Eine Heine'sches Reisebild von Georg Weerth
Weerth macht aus dem (tages-)politischen Ereignis einen literarischen Text. Das Vorbild der "Reisebilder" Heinrich Heines und vor allem dessen Epos' "Deutschland. Ein Wintermärchen" ist unverkennbar. Schon der Auftakt macht deutlich, dass es hier um alles andere als um einen drögen Faktenbericht geht:
"Große Tage liegen hinter uns. Tage, groß wie die Welt, groß wie der Dom. Erhabne Erinnerungen lassen sie zurück und manchen unangenehmen Schnupfen. In der That, die Kölner können sagen, daß sie für ihren König zwar nicht in's Feuer gegangen seien, wohl aber in's Wasser."
Geschildert wird das furchbare Regenwetter, der Jubel des Volkes, das dem Preußischen Monarchen alles verzieh, als er nach einem tüchtigen Tunk die "Nagelprobe" machte, vor allem das Festessen im Saal "Gürzenich". Was gibt es nicht alles zu spotten über die Zusammenkunft in diesem Saal. Die unterschiedlichen Landsmannschaften, politischen Haltungen und Grade an Informiertheit der Besucher bieten Aufhänger für zahlreiche Pointen, und erst recht die offizielle Speisekarte, in die man der Einfachheit halber auch die Programmpunkte eingefügt hat. So findet sich zwischen "Westerwalder Ochsen Rücken" und "Westphälischer Schinken mit Saladbohnen" ein "Festlied von Inckermann", und der Ich-Erzähler kann seinen unwissenden Tischnachbarn viel Wissenswertes über diese nahrhafte Speise aufbinden.

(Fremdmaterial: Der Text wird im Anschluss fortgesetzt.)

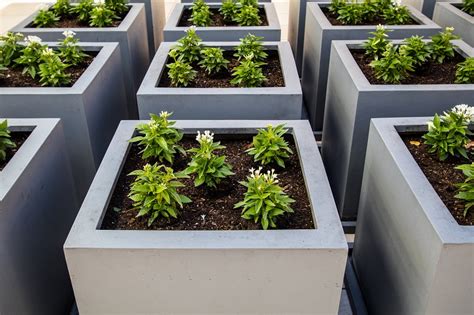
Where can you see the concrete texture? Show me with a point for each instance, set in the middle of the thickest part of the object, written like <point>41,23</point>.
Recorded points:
<point>222,103</point>
<point>215,272</point>
<point>37,207</point>
<point>317,49</point>
<point>272,32</point>
<point>130,34</point>
<point>350,104</point>
<point>410,255</point>
<point>90,110</point>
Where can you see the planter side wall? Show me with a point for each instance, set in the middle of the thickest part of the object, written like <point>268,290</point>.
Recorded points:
<point>317,49</point>
<point>420,273</point>
<point>446,14</point>
<point>35,217</point>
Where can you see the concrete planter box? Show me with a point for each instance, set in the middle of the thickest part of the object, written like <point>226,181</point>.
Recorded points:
<point>317,49</point>
<point>90,110</point>
<point>447,14</point>
<point>223,103</point>
<point>410,254</point>
<point>272,32</point>
<point>233,267</point>
<point>130,34</point>
<point>37,207</point>
<point>350,104</point>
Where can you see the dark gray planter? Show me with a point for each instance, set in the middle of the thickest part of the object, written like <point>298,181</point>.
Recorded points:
<point>222,103</point>
<point>410,255</point>
<point>130,34</point>
<point>317,48</point>
<point>90,110</point>
<point>272,32</point>
<point>350,104</point>
<point>231,267</point>
<point>37,207</point>
<point>447,14</point>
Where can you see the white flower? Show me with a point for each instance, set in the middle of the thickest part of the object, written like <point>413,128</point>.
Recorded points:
<point>69,33</point>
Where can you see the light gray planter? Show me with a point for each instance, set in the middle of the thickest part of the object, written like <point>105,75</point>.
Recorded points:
<point>410,255</point>
<point>446,14</point>
<point>233,267</point>
<point>130,34</point>
<point>317,49</point>
<point>223,103</point>
<point>272,32</point>
<point>90,110</point>
<point>37,207</point>
<point>350,104</point>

Traumszene im nächtlichen Kölner Dom
Als krönenden Abschluss schildert Weerth im siebten Beitrag eine Traumszene aus dem nächtlichen Dom, mit der er sich nun vollends in die Nachfolge des nur vier Jahre zuvor erschienenen Wintermärchens mit seinen Dom- und Barbarossa-Träumen begibt. Hier sind es allerdings nicht die Heiligen drei Könige wie bei Heine, sondern Maria von Medici und der Heilige Christopherus, die mit dem Autor über Kaiser Barbarossa und die deutsche Einheit, über Revolutionen und Journalismus diskutieren bzw. streiten. Ein furchtbarer Fluch gegen die respektlose Presse seitens des Heiligen, ein karnevalesker Prozessionszug der prominenten Gäste des Domnbaufestes und schließlich ein Glockenschlag, der das Ende der Geisterstunde verkündet, beschließen Weerths Schilderungen.
Hilfreiches Nachwort von Bernd Füllner
Das Büchlein enthält ein Personenverzeichnis und ein Nachwort von Bernd Füllner, in dem der historische und literarische Hintergrund des Textes näher beleuchtet wird. So ist das Büchlein auch für Leser geeignet, die sich bisher nicht oder nur wenig mit Georg Weerth und seiner Zeit auseinander gesetzt haben. Das schmale Taschenbuch enthält darüber hinaus historische Illustrationen aus der Zeit des Dombaus und des Festes, hat also auch optisch einiges zu bieten. Insgesamt ist es eine sehr schön gestaltete Ausgabe eines literarischen Werkes, das es verdient hat, wieder zurück ins Bewusstsein gerufen zu werden.
Fazit: Ein hochinteressanter, sehr humorvoller Text mit ernstem Hintergrund, dargeboten in einer sehr ansprechenden Ausgabe. Unbedingt empfehlenswert.
Georg Weerth: Das Domfent von 1848. Hrsg. und mit einem Nachwort versehen von Bernd Füllner. Bielefeld: Aisthesis Verlag, 2014. 92 S., Euro 12,50.